Tillerson laid out what Washington wants the international community to do to stop North Korea’s pursuit of nuclear weapons, calling for increased diplomatic and economic pressure on Pyongyang to get it to change course, including new targeted sanctions.
“We must bring maximum economic pressure by severing trade relationships that indirectly fund the DPRK’s nuclear and missile program,” he said. “I call on the international community to suspend the flow of North Korean guest workers and to impose bans on North Korean imports, and especially coal.”
WATCH: Tillerson on consequences of failing to act
He singled out China, urging it to exert its powerful economic leverage over North Korea.
He also asked states to downgrade their diplomatic relations with Pyongyang and to fully implement existing U.N. Security Council resolutions regarding North Korea.
“Those nations which have not fully enforced these resolutions fully discredit this body,” Tillerson said.
“For years, North Korea has been dictating the terms of its dangerous course of action; it is time for us to retake control of the situation,” Tillerson added.
The United States called for Friday’s meeting as part of its presidency this month of the Security Council. It was Tillerson’s first time at the world body and the Security Council chamber was packed, as nations are eager to have a clear indication from the Trump administration on where it is headed on the dangerous North Korea issue.
China remains firm
Several foreign ministers attended Friday’s high-level session, including China’s Wang Yi. He deflected President Donald Trump’s recent calls on Beijing to solve the North Korean problem.

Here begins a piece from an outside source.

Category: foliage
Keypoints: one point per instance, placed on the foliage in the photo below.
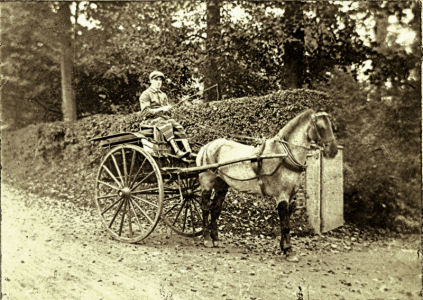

“China is not a focal point of the problem on the peninsula and the key to solving the nuclear issue on the peninsula does not lie on the Chinese side,” Wang told the council.
“China has, over the years, made unremitting efforts and played a unique role in promoting a negotiated solution,” he added.
China’s position remained consistent, with the minister calling for North Korea to stop its nuclear and ballistic missile activities and return to its international commitments. He also called on other parties to work constructively for the denuclearization of the Korean peninsula.
“We must stay committed to the path of dialogue and negotiations,” Wang said. “The use of force does not solve differences and will only lead to bigger disasters,” he cautioned.
“We must act now, we are racing against time,” said South Korean foreign minister Yun Byung-se, whose country is on the frontline of the crisis. “Extraordinary circumstances require extraordinary responses,” he urged.
He called for tougher new international sanctions, saying they are necessary. “Our goal is not to bring North Korea to knees, but to bring it back to the negotiation table for genuine denuclearization.”
Japan’s foreign minister Fumio Kishida urged the international community to send a message to Pyongyang that provocation comes at a high price. “No bright future awaits North Korea without denuclearization.
Russia, which shares a short border with North Korea, also expressed concern about the growing tensions.
“The combative rhetoric coupled with reckless muscle-flexing has led to this situation where the whole world sits seriously now wondering whether there’s going to be a war or not,” Deputy Foreign Minister Genady Gatilov told the council.